A) Primeiramente, pode-se sugerir que a esquerda que mais formaliza o OP em decorrência de ainda existir, de forma saliente, uma convergência dessa prática institucionalizada com governos de partidos de esquerda, conforme já observado por Santos (2003), Wampler e Avritzer (2004), Fung e Wright (2001), dentre outros. Sendo assim o OP poderia ser ainda considerado um “processo de democracia direta, voluntária e universal, onde a população pode discutir e decidir sobre o orçamento público […]” (Souza, 2001:275). Com isso, um maior índice de formalização do OP [como entendida neste estudo] seria um indicador de que é a esquerda que mais propicia que os participantes do OP realmente decidam sobre despesas a serem incluidas no orçamento público. Assim, o OP se manteria como um instrumento usado pela esquerda, principalmente, com a proposta de dar ao cidadão poder de decisão para definir que obra ou/e serviço deve compor o orçamento público. Desse modo, o OP continuaria sendo, para a esquerda, uma prática administrativa que enfatiza a democracia direta, inserida em governos democráticos representativos.

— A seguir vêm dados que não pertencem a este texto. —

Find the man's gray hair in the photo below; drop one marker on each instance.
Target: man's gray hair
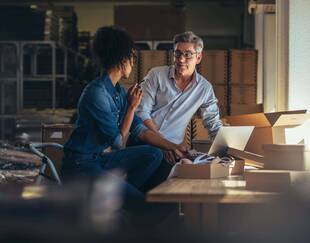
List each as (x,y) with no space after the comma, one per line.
(188,37)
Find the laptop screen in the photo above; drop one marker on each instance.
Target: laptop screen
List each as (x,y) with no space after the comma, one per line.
(231,136)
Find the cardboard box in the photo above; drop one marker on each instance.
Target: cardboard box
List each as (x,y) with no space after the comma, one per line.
(149,59)
(213,66)
(132,79)
(202,171)
(237,168)
(243,67)
(270,128)
(286,157)
(242,94)
(55,133)
(221,94)
(241,109)
(273,180)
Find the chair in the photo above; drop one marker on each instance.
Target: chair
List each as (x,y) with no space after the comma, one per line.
(46,162)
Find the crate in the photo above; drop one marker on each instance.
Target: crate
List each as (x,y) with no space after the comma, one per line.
(214,66)
(149,59)
(243,67)
(55,133)
(243,94)
(7,128)
(221,93)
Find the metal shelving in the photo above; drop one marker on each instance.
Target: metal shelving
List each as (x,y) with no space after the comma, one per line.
(30,70)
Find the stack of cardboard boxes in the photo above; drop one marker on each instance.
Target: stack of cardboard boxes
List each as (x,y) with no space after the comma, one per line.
(243,82)
(276,137)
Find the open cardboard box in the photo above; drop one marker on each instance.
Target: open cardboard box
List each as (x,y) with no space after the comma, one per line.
(270,128)
(202,171)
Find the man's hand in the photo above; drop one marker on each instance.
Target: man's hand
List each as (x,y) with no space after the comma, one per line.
(173,156)
(170,157)
(181,151)
(134,96)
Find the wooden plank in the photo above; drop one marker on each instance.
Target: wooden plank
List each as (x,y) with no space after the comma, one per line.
(227,190)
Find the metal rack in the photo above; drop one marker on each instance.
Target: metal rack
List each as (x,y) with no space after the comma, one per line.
(25,64)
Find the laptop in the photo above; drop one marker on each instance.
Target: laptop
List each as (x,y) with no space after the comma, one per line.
(231,136)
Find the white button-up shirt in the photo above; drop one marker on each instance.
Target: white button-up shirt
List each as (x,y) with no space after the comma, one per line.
(171,108)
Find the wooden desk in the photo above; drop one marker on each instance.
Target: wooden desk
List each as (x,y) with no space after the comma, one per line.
(201,198)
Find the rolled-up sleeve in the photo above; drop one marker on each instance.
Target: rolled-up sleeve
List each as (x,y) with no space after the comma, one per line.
(137,127)
(149,88)
(99,108)
(210,114)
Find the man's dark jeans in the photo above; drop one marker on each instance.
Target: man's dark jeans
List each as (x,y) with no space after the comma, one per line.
(161,173)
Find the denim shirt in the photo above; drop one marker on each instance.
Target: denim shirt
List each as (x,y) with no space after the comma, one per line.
(101,110)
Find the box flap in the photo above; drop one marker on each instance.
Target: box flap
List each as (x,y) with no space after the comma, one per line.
(256,119)
(291,120)
(274,116)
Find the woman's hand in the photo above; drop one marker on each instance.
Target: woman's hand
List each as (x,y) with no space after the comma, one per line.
(134,96)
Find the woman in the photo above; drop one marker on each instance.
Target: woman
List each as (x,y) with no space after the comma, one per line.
(106,116)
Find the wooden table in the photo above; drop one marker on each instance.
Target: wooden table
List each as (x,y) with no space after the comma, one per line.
(201,197)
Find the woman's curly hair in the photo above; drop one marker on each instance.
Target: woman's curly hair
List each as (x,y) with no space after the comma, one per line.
(111,47)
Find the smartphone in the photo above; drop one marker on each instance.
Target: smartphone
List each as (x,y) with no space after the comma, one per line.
(139,82)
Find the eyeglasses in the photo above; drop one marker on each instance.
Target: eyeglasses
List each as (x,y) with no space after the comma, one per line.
(133,57)
(186,54)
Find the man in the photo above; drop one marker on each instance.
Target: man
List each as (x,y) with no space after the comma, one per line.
(172,95)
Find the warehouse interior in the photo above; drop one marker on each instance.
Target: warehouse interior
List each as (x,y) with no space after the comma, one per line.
(256,58)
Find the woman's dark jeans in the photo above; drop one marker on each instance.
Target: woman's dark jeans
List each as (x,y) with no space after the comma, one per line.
(138,162)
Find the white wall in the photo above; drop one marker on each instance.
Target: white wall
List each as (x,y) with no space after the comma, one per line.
(299,55)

B) Outra conjectura que pode ser feita sobre o resultado de que é a esquerda que mais formaliza o OP diz respeito à possibilidade de existir uma influência histórica do OP de Porto Alegre sobre outros OPs criados por governos de esquerda em outros municípios brasileiros. Essa possibilidade existiria por ser o OP de Porto Alegre uma referência [no Brasil e no mundo] de sucesso de democracia participativa com poder de decisão, promovida por partidos de esquerda para possibilitar que cidadãos decidam sobre despesas a serem inseridas no orçamento público. Desse modo, o sucesso nacional e internacional alcançado pelo OP de Porto Alegre talvez tenha inspirado outros governos de esquerda a definirem seus OPs nos moldes daquele de sucesso. Sendo assim, seria possível que em municípios com membros de partidos de esquerda à frente do Executivo, seguindo o modelo de Porto Alegre, tenham mantido a ênfase de seus OPs na ampliação da participação direta dos cidadãos comuns em decisões sobre despesas públicas, circunstância em que a formalização do OP na LOA seria uma evidência dessa influência, por exemplo.